Thirteen releases. Ten epics. Eighty-nine tests. Four extracted sub-agent skills. One day.
The x-bug-triage-plugin didn't exist at midnight. By end of day it was at v0.4.3 with a full MCP tool surface, SQLite persistence, PII redaction, family-first bug clustering, and four standalone agent skills extracted from the monolith. Forty-plus commits across three repos. Here's how a plugin goes from git init to production-shaped in a single session.
The Problem It Solves
Users report bugs on X/Twitter. Those reports are unstructured, often emotional, sometimes duplicates, and always missing context. The traditional workflow: scroll mentions, copy tweets into a spreadsheet, deduplicate manually, assign owners, create GitHub issues. Slow, lossy, and nobody wants the job.

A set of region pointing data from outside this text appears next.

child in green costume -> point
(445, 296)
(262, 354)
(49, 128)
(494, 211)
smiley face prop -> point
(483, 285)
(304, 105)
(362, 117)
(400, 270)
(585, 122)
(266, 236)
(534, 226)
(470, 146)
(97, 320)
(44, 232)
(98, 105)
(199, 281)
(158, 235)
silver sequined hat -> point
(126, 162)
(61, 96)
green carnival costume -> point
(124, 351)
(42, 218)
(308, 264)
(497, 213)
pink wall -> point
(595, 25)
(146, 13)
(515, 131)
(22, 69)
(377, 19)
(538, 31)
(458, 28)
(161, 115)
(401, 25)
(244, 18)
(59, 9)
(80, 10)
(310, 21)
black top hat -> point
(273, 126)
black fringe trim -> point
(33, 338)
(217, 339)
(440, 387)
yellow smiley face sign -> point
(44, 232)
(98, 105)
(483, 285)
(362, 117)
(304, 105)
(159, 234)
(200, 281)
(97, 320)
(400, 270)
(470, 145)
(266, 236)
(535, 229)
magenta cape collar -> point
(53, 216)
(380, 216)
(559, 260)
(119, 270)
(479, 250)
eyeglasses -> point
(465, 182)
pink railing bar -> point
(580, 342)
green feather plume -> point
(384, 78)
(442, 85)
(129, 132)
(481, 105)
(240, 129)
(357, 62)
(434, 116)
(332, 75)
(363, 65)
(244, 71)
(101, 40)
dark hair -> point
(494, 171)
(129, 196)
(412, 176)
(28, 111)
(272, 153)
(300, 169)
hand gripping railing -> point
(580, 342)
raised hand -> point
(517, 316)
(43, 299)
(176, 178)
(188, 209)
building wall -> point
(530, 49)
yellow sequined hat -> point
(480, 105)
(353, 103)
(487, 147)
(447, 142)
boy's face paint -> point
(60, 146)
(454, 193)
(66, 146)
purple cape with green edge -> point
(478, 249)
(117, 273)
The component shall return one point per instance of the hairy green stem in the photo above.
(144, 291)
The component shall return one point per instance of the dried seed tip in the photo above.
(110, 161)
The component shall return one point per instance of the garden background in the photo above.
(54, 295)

The x-bug-triage-plugin automates the entire pipeline. Ingest tweets via MCP tools. Parse and classify. Redact PII. Score severity. Cluster related reports into bug families. Route to the right owner. Draft GitHub issues. Surface a Slack review queue for human approval before anything ships. Ten epics. Each one adds a layer.
Epic-by-Epic: The Build Pattern
EPIC-01: Foundation
Repo scaffolding, plugin skeleton, durable docs. CLAUDE.md, CHANGELOG, LICENSE, the package.json with correct entry points, the TypeScript config that won't need touching later.
This is the part most people skip. They write code first and reorganize later. That reorganization never happens.
EPIC-02: Storage
SQLite schema, storage contracts, audit foundation. Every entity in the system gets a table. Tweets, classifications, clusters, routing decisions, issue drafts. The schema is the contract. If the storage layer can represent it, the rest of the system can process it.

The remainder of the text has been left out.